Given the government’s track record during the pandemic, the risks are high. There has been little sign of public backslapping since the team at Oxford — the alma mater of Johnson and his two Tory predecessors — became a clear front-runner in July, a month after the prime minister’s reminder of the UK’s scientific pedigree.
The Jenner Institute was well positioned to start work on a shot after years of work on a related coronavirus, Middle East respiratory syndrome, or MERS.
So when Johnson’s government found the university was talking with US pharmaceutical companies about manufacturing the potential vaccine they balked at the idea and began to plot a strategy to keep it British.
GlaxoSmithKline and AstraZeneca were the obvious onshore manufacturers. Glaxo was conflicted, but a partnership with Astra was quickly agreed over one weekend in April. By the end of that month, the UK drugmaker and Oxford announced a deal that would see Astra take on the manufacturing and large-scale distribution. The government reviewed all the paperwork before it was signed.
But betting the house on one vaccine against a virus that has killed over 775,000 people and sickened more than 21-million would not be enough if the UK was going to ensure it had access to a successful jab.
Health secretary Matt Hancock called Kate Bingham, a venture capitalist in the health industry who had been helping the government look for new drugs and vaccines, to see if she would lead the effort.
Bingham was largely on board with chairing an official UK vaccine task force, but wanted one thing made clear: it does not matter how many deals the UK does, there still might not be a vaccine at the end of it. In a call with Johnson on May 6, Bingham agreed to take up the gig.
“I really wanted him to understand that this was a heroic uphill struggle,” Bingham said. “Even pathogens we know lots about — HIV and malaria — we still don’t have vaccines for. So I had to make sure that there weren’t unrealistic expectations of how doable it would be.”
There are broadly four main approaches being taken to producing a Covid-19 vaccine. The UK strategy is to ensure Britain has enough potential doses from each bucket in the hope that one will be successful, but not to hoard supplies. On the contrary, part of the “Global Britain” brand is to share its success with the world.
So far, Bingham’s task force has bought a medley of 340-million doses from the four groups after two more deals on Friday.
Britain’s desire to respond to the pandemic on its own terms has been clear from the start. The country opted out of joint EU procurement programmes for personal protective equipment (PPE) and ventilators, which led to outcries from National Health Service workers. Ministers have repeatedly said the EU programmes yielded little benefit to participants.
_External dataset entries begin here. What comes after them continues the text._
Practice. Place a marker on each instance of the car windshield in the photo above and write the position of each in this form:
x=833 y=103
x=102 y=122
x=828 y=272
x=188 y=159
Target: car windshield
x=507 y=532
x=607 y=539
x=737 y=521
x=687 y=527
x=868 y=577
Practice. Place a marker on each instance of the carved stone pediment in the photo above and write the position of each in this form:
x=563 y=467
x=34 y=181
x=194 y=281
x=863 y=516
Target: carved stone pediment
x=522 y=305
In a call with health ministers from Germany, France and Italy in early June, Hancock made clear the UK was not interested in joining the group’s alliance to procure shots either, with the Netherlands taking its place. A few weeks later, the UK also ruled out joining the EU’s €2bn vaccine programme, because it would have prevented Britain from having a direct hand in negotiating deals.
In Brussels, the move was seen in keeping with the UK’s belief it could perform better than the EU when acting alone, according to two EU officials with knowledge of discussions between the two sides.
“It seems we’re putting ourselves in danger of continuing to do the same thing and getting the same result: not what we wanted,” said Martin McKee, professor of European public health at the London School of Hygiene & Tropical Medicine. “Maybe you get lucky and they just happen to get all the aces turning up.”
If the Oxford-Astra vaccine is approved before other credible alternatives, it will give Britain a much-needed shot in the arm to its reputation. With no guarantees, the best the UK can do is be prepared should things go wrong, said Bingham.
Indeed, Johnson promised in his New Year message a month before Brexit that the UK would be the “the best place on Earth” for “quality education and cutting-edge science”. Much is riding on that second pledge.